In my childhood, the bittergourd we get nowadays were a hybrid and not available in local shops. We were buying a smaller version of them called 'mithi pagal':), those used to be very tiny and not bitter like the ones we get nowadays. Moreover that mithi pagal plant, root, fruits everything can be made into a juice and drank for obesity and diabetes. Then came the longer version and one day we saw them in our Vivekanandan uncle's house and were amazed at that yield. They were gathering them in big baskets and no one was there to buy them as they couldn't find a better way to cook them without that bitterness. Mom showed them a way using more oil and chilly powder and it was so excellent. Yes, my Mom used to make very good fried curries with this bittergourd and call it as pakarkkai varuval along with paruppu kulambu. At that time I have also consumed that but after I started cooking, I could neither take that bitter flavor nor add oil like my mom. So bittergourd became a rare commodity in my kitchen and I prepared it sometime ago and with chapathi for supper and packed it with lentil rice the next day. Anyways everybody liked it and I am just noting it down because of the way I added very minimal oil.

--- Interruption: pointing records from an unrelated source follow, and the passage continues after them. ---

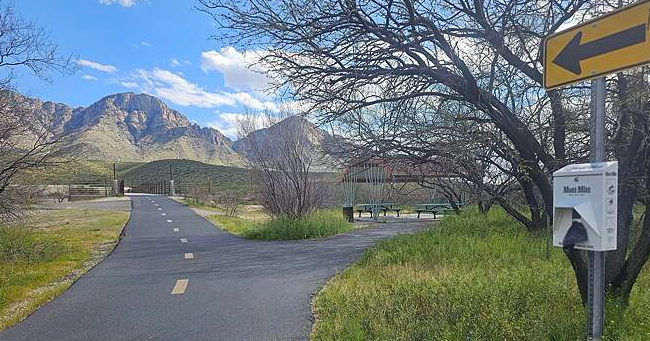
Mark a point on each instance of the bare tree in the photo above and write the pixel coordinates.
(484, 56)
(281, 168)
(28, 141)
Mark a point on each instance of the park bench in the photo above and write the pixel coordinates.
(385, 207)
(435, 208)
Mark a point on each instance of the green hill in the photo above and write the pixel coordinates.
(187, 172)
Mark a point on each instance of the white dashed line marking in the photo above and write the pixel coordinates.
(180, 287)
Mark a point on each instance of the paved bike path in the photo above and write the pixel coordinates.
(236, 289)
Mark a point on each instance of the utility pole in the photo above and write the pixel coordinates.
(596, 259)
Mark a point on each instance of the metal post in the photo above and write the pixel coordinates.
(549, 236)
(596, 259)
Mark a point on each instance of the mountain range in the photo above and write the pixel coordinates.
(140, 127)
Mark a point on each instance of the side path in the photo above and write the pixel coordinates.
(174, 276)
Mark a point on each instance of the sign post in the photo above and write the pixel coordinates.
(596, 259)
(613, 42)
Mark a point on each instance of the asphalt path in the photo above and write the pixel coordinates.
(174, 276)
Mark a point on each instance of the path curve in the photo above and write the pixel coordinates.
(236, 289)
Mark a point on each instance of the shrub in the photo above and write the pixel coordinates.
(318, 224)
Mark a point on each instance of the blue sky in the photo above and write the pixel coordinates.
(160, 47)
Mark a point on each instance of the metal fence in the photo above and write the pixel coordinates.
(97, 188)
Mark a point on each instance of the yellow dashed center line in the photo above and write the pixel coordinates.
(180, 287)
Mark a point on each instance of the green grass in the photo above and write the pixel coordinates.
(320, 224)
(470, 278)
(40, 260)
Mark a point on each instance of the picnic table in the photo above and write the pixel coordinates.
(384, 207)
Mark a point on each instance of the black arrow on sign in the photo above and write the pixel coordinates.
(574, 52)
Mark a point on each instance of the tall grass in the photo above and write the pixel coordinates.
(319, 224)
(39, 260)
(472, 277)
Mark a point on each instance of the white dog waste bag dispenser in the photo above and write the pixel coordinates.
(584, 200)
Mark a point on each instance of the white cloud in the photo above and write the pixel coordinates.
(176, 89)
(97, 66)
(240, 70)
(88, 77)
(129, 84)
(123, 3)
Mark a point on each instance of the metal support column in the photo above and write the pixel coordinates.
(596, 285)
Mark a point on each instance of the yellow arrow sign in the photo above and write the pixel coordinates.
(615, 41)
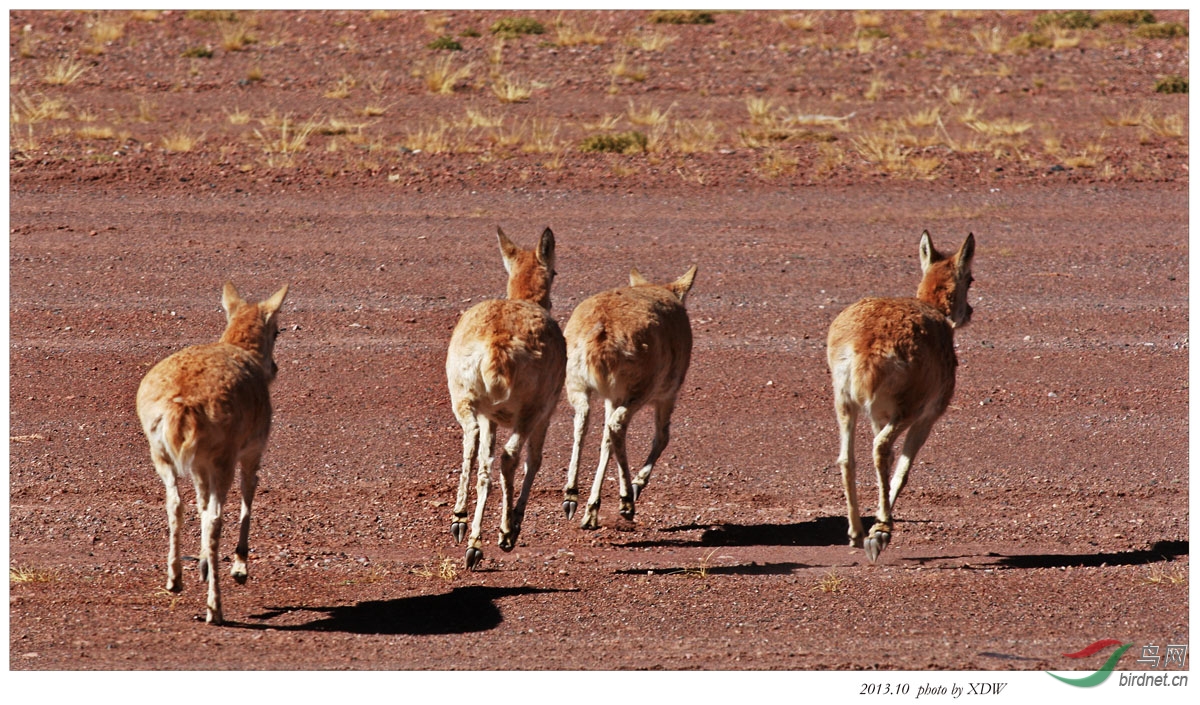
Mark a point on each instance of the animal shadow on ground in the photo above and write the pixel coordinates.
(459, 612)
(1159, 552)
(820, 531)
(753, 568)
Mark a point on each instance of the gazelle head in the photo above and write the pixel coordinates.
(531, 271)
(946, 279)
(253, 326)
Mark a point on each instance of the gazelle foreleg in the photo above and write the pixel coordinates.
(250, 463)
(469, 453)
(592, 513)
(580, 401)
(847, 415)
(483, 481)
(881, 532)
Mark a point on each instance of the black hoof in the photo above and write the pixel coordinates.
(875, 544)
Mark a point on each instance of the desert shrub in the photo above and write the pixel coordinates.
(213, 14)
(513, 26)
(1126, 17)
(1071, 19)
(445, 43)
(682, 17)
(1161, 30)
(1171, 84)
(616, 142)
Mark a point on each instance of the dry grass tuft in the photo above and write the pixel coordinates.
(567, 34)
(37, 108)
(647, 115)
(832, 584)
(64, 72)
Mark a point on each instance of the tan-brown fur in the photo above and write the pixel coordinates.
(505, 367)
(203, 410)
(894, 359)
(633, 347)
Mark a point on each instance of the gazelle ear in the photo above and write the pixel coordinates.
(928, 254)
(683, 284)
(271, 306)
(229, 300)
(966, 253)
(508, 249)
(546, 248)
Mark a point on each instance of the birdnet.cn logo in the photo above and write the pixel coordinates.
(1153, 656)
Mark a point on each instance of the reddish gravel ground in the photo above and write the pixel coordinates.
(1048, 510)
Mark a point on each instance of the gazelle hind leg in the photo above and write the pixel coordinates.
(580, 401)
(474, 542)
(592, 513)
(661, 437)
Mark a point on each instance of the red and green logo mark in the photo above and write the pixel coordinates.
(1101, 675)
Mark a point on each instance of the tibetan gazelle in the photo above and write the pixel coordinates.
(204, 409)
(505, 367)
(633, 347)
(894, 359)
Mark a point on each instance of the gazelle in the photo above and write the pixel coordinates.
(505, 367)
(633, 347)
(204, 409)
(894, 359)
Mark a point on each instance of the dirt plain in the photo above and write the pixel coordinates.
(798, 161)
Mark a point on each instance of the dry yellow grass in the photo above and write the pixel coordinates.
(22, 574)
(647, 114)
(64, 72)
(510, 90)
(832, 583)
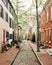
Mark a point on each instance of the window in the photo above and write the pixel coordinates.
(1, 11)
(51, 12)
(10, 22)
(7, 34)
(47, 17)
(5, 2)
(6, 17)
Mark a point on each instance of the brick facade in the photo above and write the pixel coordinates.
(46, 35)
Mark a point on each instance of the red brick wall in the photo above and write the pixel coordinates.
(49, 13)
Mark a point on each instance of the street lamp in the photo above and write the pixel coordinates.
(37, 26)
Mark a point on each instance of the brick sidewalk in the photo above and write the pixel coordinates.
(43, 57)
(7, 57)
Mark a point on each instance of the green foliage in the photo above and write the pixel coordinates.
(33, 37)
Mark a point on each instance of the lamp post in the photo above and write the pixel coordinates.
(37, 26)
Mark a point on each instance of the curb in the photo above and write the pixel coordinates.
(11, 63)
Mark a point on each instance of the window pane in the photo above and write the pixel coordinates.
(1, 11)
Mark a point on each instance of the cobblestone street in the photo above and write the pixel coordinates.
(26, 56)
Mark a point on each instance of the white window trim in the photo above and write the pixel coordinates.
(51, 12)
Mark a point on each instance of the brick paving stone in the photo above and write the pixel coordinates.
(26, 56)
(7, 57)
(45, 58)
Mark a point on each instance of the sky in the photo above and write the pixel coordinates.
(28, 3)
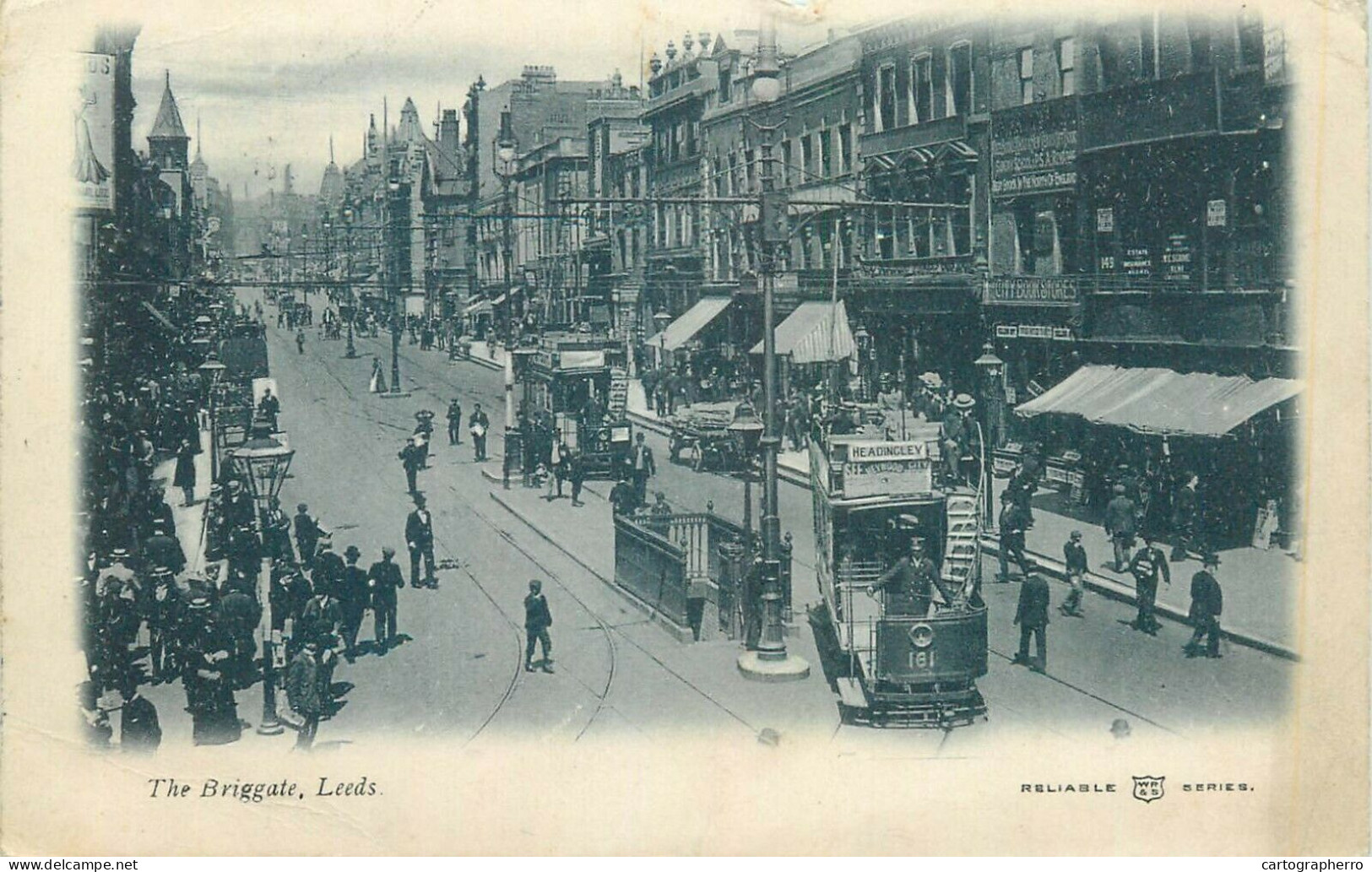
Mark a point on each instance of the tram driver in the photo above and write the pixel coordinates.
(910, 583)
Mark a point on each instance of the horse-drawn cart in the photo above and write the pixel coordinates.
(700, 436)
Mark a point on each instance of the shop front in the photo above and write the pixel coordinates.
(1152, 428)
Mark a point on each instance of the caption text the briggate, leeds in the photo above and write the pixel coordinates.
(257, 791)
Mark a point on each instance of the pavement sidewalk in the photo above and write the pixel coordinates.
(1260, 587)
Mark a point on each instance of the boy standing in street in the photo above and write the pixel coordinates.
(1075, 555)
(537, 620)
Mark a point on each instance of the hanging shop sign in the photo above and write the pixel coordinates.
(1033, 291)
(1033, 331)
(1216, 213)
(1176, 258)
(1033, 149)
(1136, 261)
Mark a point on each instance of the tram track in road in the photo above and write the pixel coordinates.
(599, 693)
(445, 546)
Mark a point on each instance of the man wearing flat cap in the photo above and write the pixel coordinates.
(908, 583)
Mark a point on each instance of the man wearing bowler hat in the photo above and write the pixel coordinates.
(419, 536)
(384, 579)
(353, 601)
(1207, 605)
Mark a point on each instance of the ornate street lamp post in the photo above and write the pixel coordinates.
(351, 298)
(748, 428)
(263, 463)
(770, 663)
(393, 281)
(210, 371)
(992, 371)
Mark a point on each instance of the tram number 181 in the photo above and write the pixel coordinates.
(922, 660)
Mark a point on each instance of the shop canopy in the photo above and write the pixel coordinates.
(696, 320)
(577, 360)
(1159, 401)
(816, 333)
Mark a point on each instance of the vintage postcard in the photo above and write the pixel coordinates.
(632, 426)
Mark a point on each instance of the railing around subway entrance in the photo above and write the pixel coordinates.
(678, 565)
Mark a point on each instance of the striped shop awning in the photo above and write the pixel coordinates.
(816, 333)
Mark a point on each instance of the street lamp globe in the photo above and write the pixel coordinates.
(263, 463)
(990, 364)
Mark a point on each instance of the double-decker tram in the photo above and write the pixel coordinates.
(897, 558)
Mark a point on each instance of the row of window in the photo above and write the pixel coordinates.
(954, 79)
(821, 155)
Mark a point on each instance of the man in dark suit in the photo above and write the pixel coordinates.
(454, 423)
(162, 549)
(1013, 524)
(419, 536)
(910, 583)
(1207, 605)
(412, 457)
(306, 533)
(480, 425)
(328, 568)
(1032, 617)
(140, 733)
(1121, 525)
(384, 579)
(353, 599)
(537, 620)
(1147, 565)
(641, 467)
(1185, 512)
(269, 408)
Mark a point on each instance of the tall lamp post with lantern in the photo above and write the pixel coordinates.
(210, 371)
(505, 149)
(263, 463)
(772, 661)
(351, 294)
(992, 371)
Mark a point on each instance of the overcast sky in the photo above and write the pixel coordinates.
(270, 85)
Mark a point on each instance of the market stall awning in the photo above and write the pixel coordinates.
(696, 320)
(1161, 401)
(581, 360)
(816, 333)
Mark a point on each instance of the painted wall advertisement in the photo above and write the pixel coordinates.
(1033, 149)
(92, 132)
(873, 468)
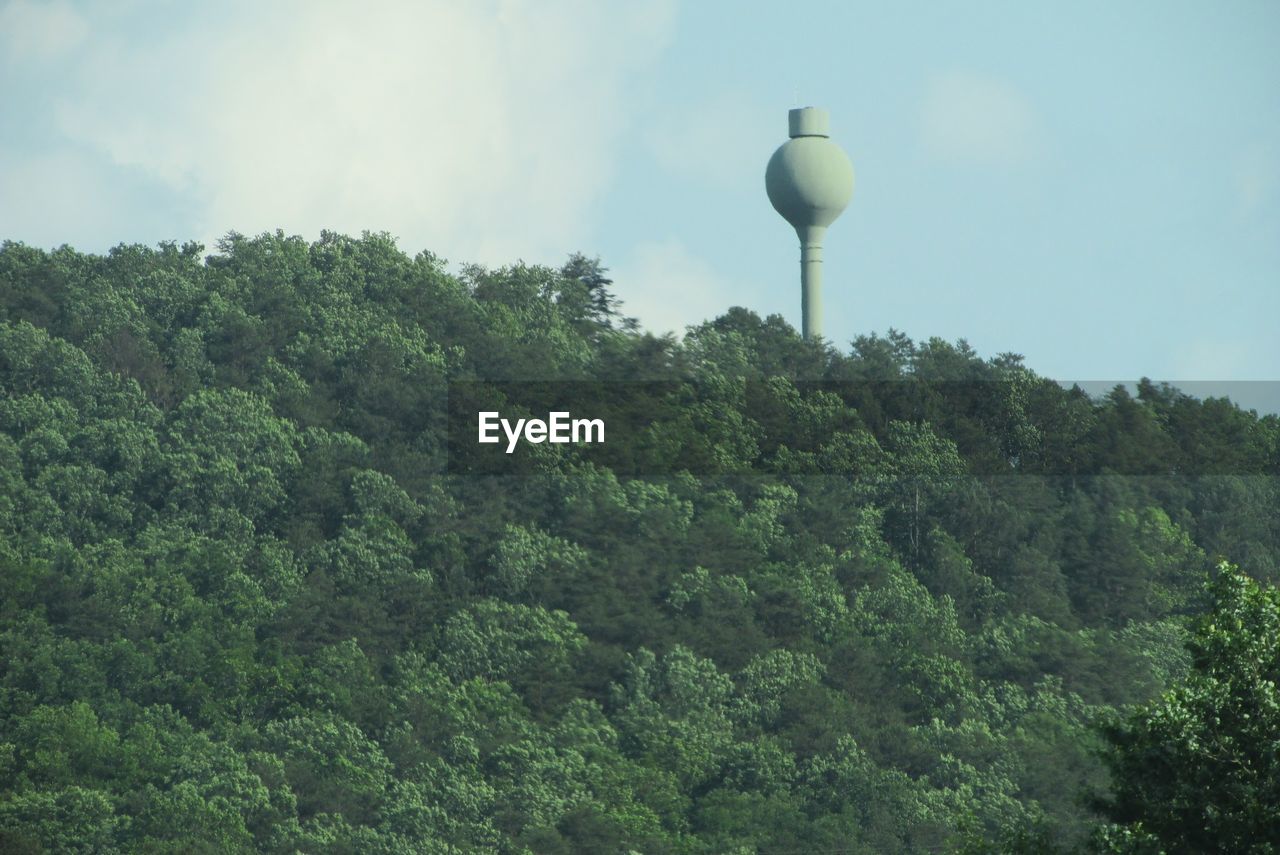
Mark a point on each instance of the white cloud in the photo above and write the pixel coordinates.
(667, 288)
(39, 31)
(480, 131)
(974, 118)
(720, 140)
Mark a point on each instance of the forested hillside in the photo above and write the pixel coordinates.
(874, 599)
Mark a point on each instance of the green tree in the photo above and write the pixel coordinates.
(1198, 769)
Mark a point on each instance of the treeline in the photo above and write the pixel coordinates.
(867, 600)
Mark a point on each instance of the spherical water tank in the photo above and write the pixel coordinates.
(809, 178)
(809, 182)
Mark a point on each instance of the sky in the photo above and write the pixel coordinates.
(1095, 186)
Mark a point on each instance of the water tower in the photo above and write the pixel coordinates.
(809, 181)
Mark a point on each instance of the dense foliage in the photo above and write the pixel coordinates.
(245, 604)
(1198, 769)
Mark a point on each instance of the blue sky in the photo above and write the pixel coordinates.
(1092, 184)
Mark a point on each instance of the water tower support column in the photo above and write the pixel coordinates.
(809, 181)
(810, 284)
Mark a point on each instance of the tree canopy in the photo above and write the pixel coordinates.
(818, 599)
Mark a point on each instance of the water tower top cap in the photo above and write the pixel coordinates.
(809, 122)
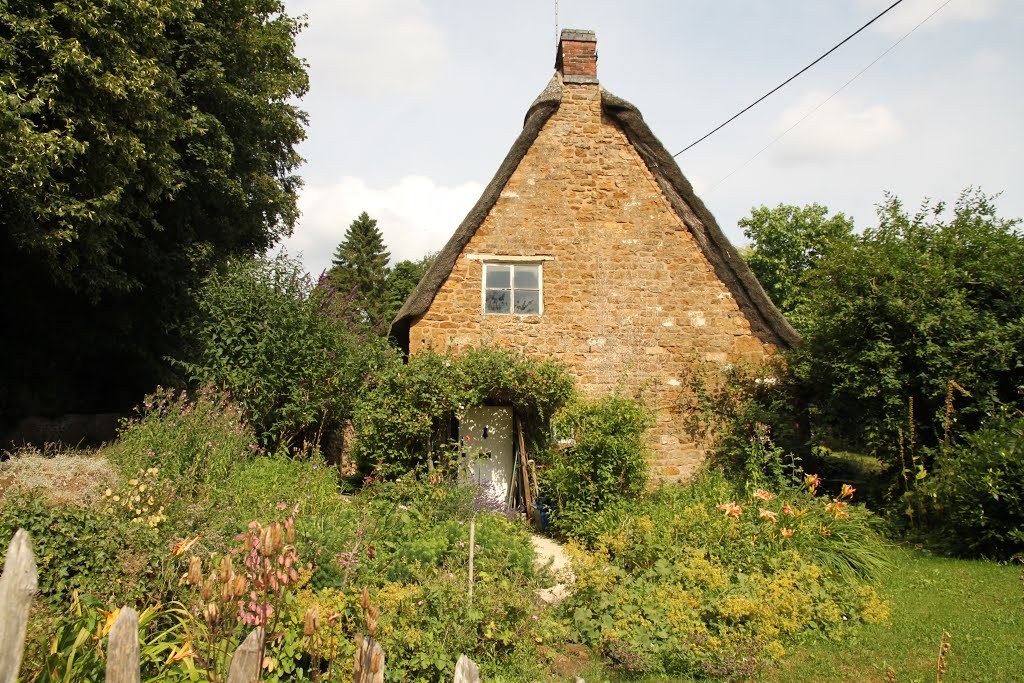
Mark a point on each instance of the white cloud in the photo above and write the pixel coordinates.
(371, 45)
(908, 15)
(838, 129)
(416, 216)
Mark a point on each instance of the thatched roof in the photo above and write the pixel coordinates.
(766, 321)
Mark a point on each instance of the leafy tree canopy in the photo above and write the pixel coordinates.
(141, 144)
(894, 315)
(787, 242)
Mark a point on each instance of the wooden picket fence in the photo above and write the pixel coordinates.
(19, 582)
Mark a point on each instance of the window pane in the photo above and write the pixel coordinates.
(527, 302)
(499, 276)
(498, 301)
(526, 276)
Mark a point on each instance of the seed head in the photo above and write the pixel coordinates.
(195, 570)
(310, 622)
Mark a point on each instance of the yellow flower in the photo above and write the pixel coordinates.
(112, 616)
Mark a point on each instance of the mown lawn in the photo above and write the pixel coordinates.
(979, 604)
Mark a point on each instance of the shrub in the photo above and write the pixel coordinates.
(905, 307)
(605, 464)
(710, 581)
(283, 347)
(974, 502)
(749, 416)
(403, 417)
(194, 440)
(76, 548)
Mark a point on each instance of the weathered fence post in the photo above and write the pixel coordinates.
(122, 648)
(17, 586)
(472, 546)
(466, 671)
(369, 660)
(246, 662)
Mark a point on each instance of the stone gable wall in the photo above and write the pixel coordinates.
(630, 301)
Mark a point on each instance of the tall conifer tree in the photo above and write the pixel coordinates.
(359, 267)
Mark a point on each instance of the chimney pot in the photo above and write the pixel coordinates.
(577, 56)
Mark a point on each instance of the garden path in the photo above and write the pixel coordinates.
(551, 554)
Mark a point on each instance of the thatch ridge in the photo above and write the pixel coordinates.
(766, 319)
(421, 298)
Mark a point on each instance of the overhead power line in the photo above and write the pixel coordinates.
(786, 81)
(826, 99)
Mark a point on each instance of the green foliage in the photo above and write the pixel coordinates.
(403, 415)
(76, 652)
(279, 346)
(787, 242)
(605, 465)
(709, 581)
(908, 306)
(75, 547)
(749, 415)
(974, 501)
(359, 271)
(141, 144)
(976, 603)
(193, 440)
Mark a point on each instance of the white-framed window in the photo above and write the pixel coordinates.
(513, 289)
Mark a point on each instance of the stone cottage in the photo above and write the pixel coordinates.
(589, 246)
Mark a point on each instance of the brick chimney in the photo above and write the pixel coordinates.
(577, 56)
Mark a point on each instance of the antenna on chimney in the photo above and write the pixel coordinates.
(557, 35)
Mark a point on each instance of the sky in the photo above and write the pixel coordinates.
(414, 103)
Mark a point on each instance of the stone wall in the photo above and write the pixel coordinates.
(630, 301)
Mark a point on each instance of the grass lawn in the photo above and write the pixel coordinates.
(979, 604)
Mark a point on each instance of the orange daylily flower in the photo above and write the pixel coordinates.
(184, 546)
(730, 509)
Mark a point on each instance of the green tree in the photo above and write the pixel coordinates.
(359, 270)
(786, 243)
(269, 336)
(141, 144)
(895, 315)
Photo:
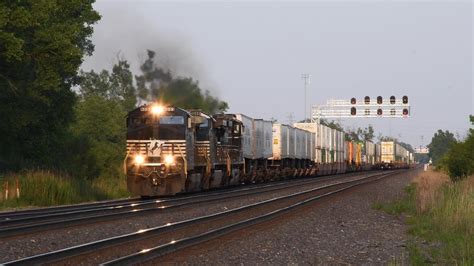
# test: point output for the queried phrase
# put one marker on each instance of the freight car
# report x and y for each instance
(394, 155)
(172, 150)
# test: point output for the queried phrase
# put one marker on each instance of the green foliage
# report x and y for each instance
(440, 144)
(459, 160)
(156, 84)
(42, 43)
(405, 205)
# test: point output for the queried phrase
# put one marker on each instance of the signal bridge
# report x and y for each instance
(363, 108)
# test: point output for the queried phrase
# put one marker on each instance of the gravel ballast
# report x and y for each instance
(343, 229)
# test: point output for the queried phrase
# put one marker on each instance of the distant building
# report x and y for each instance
(422, 150)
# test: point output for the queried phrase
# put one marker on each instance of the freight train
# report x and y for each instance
(172, 150)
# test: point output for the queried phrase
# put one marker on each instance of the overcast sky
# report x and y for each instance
(252, 54)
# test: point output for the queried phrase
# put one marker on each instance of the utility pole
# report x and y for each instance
(306, 77)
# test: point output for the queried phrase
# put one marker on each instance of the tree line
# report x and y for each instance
(454, 156)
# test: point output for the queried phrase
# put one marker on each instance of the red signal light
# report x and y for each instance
(353, 111)
(405, 99)
(379, 100)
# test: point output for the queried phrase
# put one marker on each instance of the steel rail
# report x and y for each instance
(176, 245)
(28, 212)
(6, 217)
(61, 254)
(63, 220)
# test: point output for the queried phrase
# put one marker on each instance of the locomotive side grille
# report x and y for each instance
(202, 152)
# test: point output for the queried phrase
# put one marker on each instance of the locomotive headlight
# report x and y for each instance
(169, 160)
(139, 159)
(157, 109)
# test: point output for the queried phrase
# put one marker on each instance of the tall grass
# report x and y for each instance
(442, 213)
(445, 214)
(45, 188)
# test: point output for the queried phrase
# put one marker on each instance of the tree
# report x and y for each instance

Myth: Bittergourd curry is a big no no in my native , while inviting guests:)


Ingredients:
Bitter gourd - 2 (150 gm)
tomato - 3 (100 gm)
onion - 1
salt - to taste
red chilly powder - 1 tbsp
garam masala powder - 1 tsp
oil - 1 tbsp
fennel - 1/2  tsp

Method:
Finely chop the vegetables. Remove the seeds of bittergourd.
Heat oil in a wok and add fennel. After they get red, add the sliced onion, curry leaves and fry till they wilt. Then put the tomato and cook till they get mushy.
Now add the bittergourd along with salt and other masala powders mentioned above.
Stir well and after a minute sprinkle a handful of water and cook covered till the bittergourd is cooked well.
Switch off.

Serving suggestions:
Serve with roti or any rice.
If you still find the bitterness unacceptable, then try adding a few drops of lemon or tamarind extract.

11 comments:

Santosh Bangar said...

though few people like this veggi but i like it very much ur version is different but yummy try it soon

Reshmi Mahesh said...

Nice recipe...I once fried bittergourd and made a curry...the bitterness was very less...

Anonymous said...

Hi Vikki,

I have not cooked bitter gourd like this before. Looks delicious and I am sure this will go well with lentil rice or curd rice as well. I normally make it like your mom does. As you have mentioned this is a natural remedy for diabetic patients

Vikis Kitchen said...

Santosh: Liking the bittergourd is really good ....I should also try:)

Vikis Kitchen said...

Reshmi: Yes dear. frying makes it less bitter. Only way to cook this veggie:)

Vikis Kitchen said...

En Samayal: You can try this dear. The tangy tomato took over part of that bittergourd taste. Anyways bittergourd won the first day, but the bitterness subdued the next afternoon:)

Suja Manoj said...

Love bitter gourd,this sounds great curry

Prema said...

Thats a healthy curry,every one loved this even who don't like bittergourd...

MAGESH said...

Hi viki,
i am back to Ur blog,for some reason i missed to follow your blog and to update my blog also, all of your recipes are looking tempting and i will try soon.

Cynthia said...

One of my absolute favourite vegetables!

nimsy said...

I love Bittergourd curry if it is cooked properly. We call it karela in gujerati and my sister in law also cooks it well.